Von Thomas Stucki, CIO der St.Galler Kantonalbank
An der Börse hat die Stimmung wieder einmal gedreht, diesmal von Euphorie zu Angst. Für solche Stimmungswechsel braucht es meistens nicht sehr viel. Diesmal genügten ein paar Konjunkturdaten aus den USA und eine Zinserhöhung in Japan. Ausländische Investoren verkaufen panikartig ihre japanischen Aktien und verhelfen dem Nikkei-Index zu einem Verlust von fast 15% in drei Tagen, nachdem die Bank of Japan ihren Leitzins erhöht hat. Wahrscheinlich wissen die wenigsten dieser Verkäufer, wie hoch der Leitzins in Japan überhaupt ist. Die BoJ hat die Obergrenze ihres Zielbandes von 0.10% auf 0.25% angehoben.
In den USA wurden Zinssenkungen der Fed über Monate als Heilsbringer für die Aktien gefeiert. Nachdem Jerome Powell am Mittwoch eine solche für den September angedeutet hat und eine schwächere Konjunktur als Argument verwendete, kommen die Rezessionspropheten wieder zum Vorschein. Da die Arbeitslosenrate in den USA von tiefen 4.1% auf immer noch tiefe 4.3% angestiegen ist, fühlen sie sich bestätigt und werden lauter. Darum müsse man die Tech-Aktien, die die gleichen Leute vor zwei Wochen noch als unantastbar empfohlen haben, jetzt unbedingt verkaufen.

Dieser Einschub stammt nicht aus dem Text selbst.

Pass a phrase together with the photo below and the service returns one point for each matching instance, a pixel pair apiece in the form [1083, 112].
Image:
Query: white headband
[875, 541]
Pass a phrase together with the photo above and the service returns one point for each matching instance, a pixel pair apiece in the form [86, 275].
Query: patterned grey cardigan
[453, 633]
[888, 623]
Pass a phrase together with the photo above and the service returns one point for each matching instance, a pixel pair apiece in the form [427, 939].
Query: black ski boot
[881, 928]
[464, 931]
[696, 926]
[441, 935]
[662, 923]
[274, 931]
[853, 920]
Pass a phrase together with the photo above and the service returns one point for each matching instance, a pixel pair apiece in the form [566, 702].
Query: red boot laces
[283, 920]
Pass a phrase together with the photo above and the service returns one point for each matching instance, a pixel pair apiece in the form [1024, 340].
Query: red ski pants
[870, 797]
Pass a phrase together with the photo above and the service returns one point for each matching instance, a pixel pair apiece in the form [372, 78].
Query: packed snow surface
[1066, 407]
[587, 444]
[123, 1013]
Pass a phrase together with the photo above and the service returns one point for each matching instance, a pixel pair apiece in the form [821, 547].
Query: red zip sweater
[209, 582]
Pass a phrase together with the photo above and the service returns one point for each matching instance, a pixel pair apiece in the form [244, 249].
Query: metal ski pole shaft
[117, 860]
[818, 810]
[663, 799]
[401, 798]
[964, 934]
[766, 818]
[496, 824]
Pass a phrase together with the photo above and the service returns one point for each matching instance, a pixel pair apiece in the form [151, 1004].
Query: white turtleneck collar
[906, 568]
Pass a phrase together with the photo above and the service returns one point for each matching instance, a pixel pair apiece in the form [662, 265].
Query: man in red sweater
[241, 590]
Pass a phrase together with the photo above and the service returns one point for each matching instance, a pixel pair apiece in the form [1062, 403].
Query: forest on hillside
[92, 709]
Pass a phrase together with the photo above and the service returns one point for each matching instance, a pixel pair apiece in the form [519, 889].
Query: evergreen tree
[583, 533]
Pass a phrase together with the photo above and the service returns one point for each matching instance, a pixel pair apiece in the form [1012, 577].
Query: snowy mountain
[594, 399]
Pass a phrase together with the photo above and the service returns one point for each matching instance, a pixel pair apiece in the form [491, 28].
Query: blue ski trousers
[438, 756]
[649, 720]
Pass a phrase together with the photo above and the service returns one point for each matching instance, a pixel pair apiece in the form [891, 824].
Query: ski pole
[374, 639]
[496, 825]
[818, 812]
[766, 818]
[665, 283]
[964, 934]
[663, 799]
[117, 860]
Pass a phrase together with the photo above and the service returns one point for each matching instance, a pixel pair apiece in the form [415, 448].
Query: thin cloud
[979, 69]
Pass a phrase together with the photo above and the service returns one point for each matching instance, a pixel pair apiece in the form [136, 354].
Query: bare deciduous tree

Dass an den Aktienmärkten nach einem Rallye, das neun Monate lang nur die Richtung nach oben kannte, die Kurse wieder einmal sinken müssen, ist normal und gehört zum Charakter von Aktien. Das Schöne dabei ist, dass sich dadurch neue Chancen ergeben, auf tieferen Niveaus wieder Aktien kaufen zu können.
Durchschnittliches Wachstum der Weltwirtschaft
Wer nicht als Day Trader sein Glück versucht, der muss sich bei der Frage, wie viele Aktien er halten will, an den mittelfristigen Erwartungen für die Weltwirtschaft und an seiner Fähigkeit, vorübergehende Verluste tragen zu können, orientieren. Der IWF geht in seiner Prognose davon aus, dass die Weltwirtschaft im nächsten Jahr real um 3.3% wachsen wird, leicht mehr als in diesem Jahr. Das sind nicht mehr die Wachstumsraten von 5% der Nullerjahre, als die ersten Hochhäuser in China aus dem Boden schossen, aber es ist ein solides Wachstum wie in den Jahren vor der Corona-Pandemie. In den USA und in Europa wird das Wachstum wieder zunehmen, nicht zuletzt dank den Zinssenkungen der Zentralbanken, die im nächsten Jahr ihre Wirkung entfalten werden.
Ausgehend von einer Inflationsrate von knapp 3% kann daher von einem nominalen BIP-Wachstum von 5% bis 6% in den Industrieländern und etwas mehr in der Weltwirtschaft ausgegangen werden. Da liegt eine durchschnittliche Performance für ein gut diversifiziertes Aktienportfolios inklusive Dividenden von acht Prozent in den nächsten Jahren drin. Klar gibt es Unsicherheiten bei solchen Prognosen. Eine Gefahr sind die protektionistischen Vorstellungen vieler Länder, weshalb die Erwartungen an das zukünftige Wirtschaftswachstum und damit an die Aktiengewinne etwas heruntergeschraubt werden müssen. Im Vergleich zu den meisten anderen Anlagemöglichkeiten sind die Aktien dennoch attraktiv.
Ruhe bewahren
Die Fähigkeit, Verluste an den Börsen zu tragen, ist eine individuelle Angelegenheit. Die viel zitierte finanzielle Tragbarkeit ist dabei in den meisten Fällen nicht das begrenzende Element. Bedeutender ist die Frage, wie ich mental mit Verlusten umgehe. Meine Aktienposition darf mir nicht den Schlaf rauben, sonst ist sie zu hoch. Ein Fehler ist bei Aktien unverzeihlich: aus Angst im dümmsten Moment zu verkaufen.
Wenn die Aktienkurse nun etwas stärker fallen, ist das nicht schön anzusehen. Wer sich mittelfristig positioniert hat, muss sich aber nicht grämen. Die Kurse werden wieder steigen. Zudem ergeben sich gute Möglichkeiten, die Position noch etwas zu verstärken, wenn in der Anlagestrategie noch Platz vorhanden ist. Vielleicht kann man sogar wieder zu einem vernünftigen Preis in Technologieaktien einsteigen.